I watch her scan the place for a spot. It’s packed, like the entire train jammed into one carriage, even as people have slowly started to filter out to dinner. And I watch her eyes latch onto me—disappointment flashes in them. Transfers to me.

But then to my surprise, Rory walks over and plops down beside me. When I muster the courage to look over at her, it’s not disappointment I read on her face, but something else. Not friendly, exactly, but more relaxed, her lips straight, if even a little upturned. I feel something in my chest settle. She eases her tote bag off her shoulder, and a surprising item spills out onto the sofa—a copy of The Cabin on the Lake.

“You got the book back?”

“Oh.” She slips it back inside her tote. “I found another one. Long story.”

“You saw the author in Rome?”

“No. Not exactly. I—” Her face darkens. “Does it bother you that I have the book?”

“No!” I realize what she’s inferred. “I didn’t take them, Ror.”

“Yeah. I know. Caro did. But you worried the affair might be in it.”

“It wasn’t an affair! It was one stupid night.”

“Whatever. Whatever you say.” She raises her hand, flags over a waitress. “Vodka neat, per favore,” she says.

“With Zyr, if you have it,” I say with her, as it comes out her mouth.

She rewards me with a tiny smile.

“You’re staying? You’re gonna have a drink with me? Not banish me to Timbuktu? Tell me to get the hell out of this carriage, off the train? Out of your life? Because I would understand if you do.”

She crosses her legs and a kneecap pops out of the slit in her skirt, then the rest of her leg slides out, even the top up by her hip, not golden from the sun like the bottom part. My heart lurches. Rory quickly shifts her skirt around so it covers everything again.

“We were broken up when you slept with Caro. I don’t have much of a leg to stand on.”

That throws me. “Yes, but… I mean, you—”

“I’m still mad at you both! Don’t get it twisted. If you were going to sleep with anyone, why her? And why did she pick you? It’s… messed up.” She shakes her head. “But honestly, there’s so much going on right now that I…” She looks down at her hands.

“What’s going on? What are you talking about?”

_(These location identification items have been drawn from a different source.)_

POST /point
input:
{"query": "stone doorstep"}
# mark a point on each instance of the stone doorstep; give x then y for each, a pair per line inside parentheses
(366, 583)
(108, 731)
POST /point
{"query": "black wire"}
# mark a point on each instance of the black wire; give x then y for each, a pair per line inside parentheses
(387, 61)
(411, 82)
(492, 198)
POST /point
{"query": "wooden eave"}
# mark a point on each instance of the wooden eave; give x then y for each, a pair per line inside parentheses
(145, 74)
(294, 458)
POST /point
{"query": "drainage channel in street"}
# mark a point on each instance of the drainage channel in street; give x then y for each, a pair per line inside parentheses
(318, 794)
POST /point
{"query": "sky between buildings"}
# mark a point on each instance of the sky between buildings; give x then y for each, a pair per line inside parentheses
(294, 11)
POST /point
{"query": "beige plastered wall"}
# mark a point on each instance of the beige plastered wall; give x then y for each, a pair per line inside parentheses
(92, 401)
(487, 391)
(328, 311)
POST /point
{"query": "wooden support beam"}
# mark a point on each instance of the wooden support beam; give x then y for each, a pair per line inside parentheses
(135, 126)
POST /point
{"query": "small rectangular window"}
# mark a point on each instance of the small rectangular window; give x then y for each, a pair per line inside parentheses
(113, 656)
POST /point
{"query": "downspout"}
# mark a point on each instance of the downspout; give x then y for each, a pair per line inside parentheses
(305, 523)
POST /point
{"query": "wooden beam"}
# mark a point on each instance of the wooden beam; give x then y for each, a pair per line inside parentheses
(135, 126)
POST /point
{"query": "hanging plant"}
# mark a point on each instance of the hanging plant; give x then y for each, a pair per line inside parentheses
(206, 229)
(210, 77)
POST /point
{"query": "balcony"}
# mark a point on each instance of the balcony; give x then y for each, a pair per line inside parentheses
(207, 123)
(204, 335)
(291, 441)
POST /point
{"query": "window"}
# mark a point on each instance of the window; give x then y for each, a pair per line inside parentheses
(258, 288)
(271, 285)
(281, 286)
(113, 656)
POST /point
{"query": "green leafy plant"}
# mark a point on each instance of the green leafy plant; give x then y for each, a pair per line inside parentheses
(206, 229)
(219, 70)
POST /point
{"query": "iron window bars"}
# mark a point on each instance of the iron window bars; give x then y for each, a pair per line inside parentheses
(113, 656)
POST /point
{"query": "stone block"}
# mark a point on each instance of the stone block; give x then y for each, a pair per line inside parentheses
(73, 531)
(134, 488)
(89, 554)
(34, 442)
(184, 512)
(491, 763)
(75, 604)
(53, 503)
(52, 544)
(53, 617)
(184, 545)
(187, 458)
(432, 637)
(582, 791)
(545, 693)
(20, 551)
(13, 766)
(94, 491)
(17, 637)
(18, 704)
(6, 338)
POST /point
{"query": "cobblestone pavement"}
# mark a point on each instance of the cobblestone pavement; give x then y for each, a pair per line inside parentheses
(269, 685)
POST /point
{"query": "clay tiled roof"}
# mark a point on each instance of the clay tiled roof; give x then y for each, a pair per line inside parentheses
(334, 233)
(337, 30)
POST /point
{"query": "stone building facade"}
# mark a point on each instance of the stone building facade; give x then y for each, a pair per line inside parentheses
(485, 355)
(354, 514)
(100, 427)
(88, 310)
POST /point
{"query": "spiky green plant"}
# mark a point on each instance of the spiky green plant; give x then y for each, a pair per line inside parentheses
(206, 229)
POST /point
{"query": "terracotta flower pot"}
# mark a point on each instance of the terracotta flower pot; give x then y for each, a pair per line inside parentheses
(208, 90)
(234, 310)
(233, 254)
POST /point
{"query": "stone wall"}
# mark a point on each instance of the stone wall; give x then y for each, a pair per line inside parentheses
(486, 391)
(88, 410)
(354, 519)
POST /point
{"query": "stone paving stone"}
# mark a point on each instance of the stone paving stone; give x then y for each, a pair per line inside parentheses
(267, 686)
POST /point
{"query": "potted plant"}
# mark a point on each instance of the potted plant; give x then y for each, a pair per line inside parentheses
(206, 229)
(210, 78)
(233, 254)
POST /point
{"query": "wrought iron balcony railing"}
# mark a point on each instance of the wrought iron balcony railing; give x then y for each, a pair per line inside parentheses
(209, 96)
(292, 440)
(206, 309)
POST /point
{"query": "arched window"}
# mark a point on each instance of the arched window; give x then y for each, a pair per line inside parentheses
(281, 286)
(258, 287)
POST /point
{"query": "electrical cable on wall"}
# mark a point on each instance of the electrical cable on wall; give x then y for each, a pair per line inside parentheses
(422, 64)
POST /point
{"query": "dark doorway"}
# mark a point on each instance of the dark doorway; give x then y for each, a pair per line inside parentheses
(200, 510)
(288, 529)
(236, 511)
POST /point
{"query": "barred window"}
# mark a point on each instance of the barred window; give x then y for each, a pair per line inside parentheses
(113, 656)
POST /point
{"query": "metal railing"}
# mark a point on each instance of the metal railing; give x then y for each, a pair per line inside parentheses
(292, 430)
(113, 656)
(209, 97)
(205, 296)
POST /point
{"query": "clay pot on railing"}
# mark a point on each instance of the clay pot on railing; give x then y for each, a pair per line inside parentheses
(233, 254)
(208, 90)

When Rory looks up again, her eyes are shining. If I didn’t know her better, I’d say they were on the verge of tears. “I just could use a friendly face right now, Nate.”

“You have me. You always have me.” My arm budges, wanting immediately to sling itself around her shoulders. I’m so overwhelmed with relief that she’s said what she said, that she doesn’t despise me.

“Yeah?”

“Of course,” I say, and then unexpectedly, she burrows herself into me for a hug that recollects thousands of others—a hug my body remembers. I smooth her hair as oceans of relief and love overwhelm me. What I had with Caro was fleeting, a hot flame, yes, but it’s all flickered out. I want Rory. She’s the one. The love of my life.

And yet still, as I rock her in my arms and as all the familiar ways I am soothed by this amazing woman flood my senses, I can’t help the niggling sense that there is space between us that didn’t exist before. Not miles. Not feet. Perhaps not even inches. Maybe a little centimeter that has wedged itself in there, and yet as I’m marinating in the rightness of hugging Rory again, I am also acutely aware of this new space. Aware that it is amorphous, tiny—maybe even just a figment of my imagination.

Still, with every second that ticks by, the space between us seems to balloon.

I shake my head, pull her closer, resolve to close the gap. To do anything—anything at all—so that we are back to NateandRory again.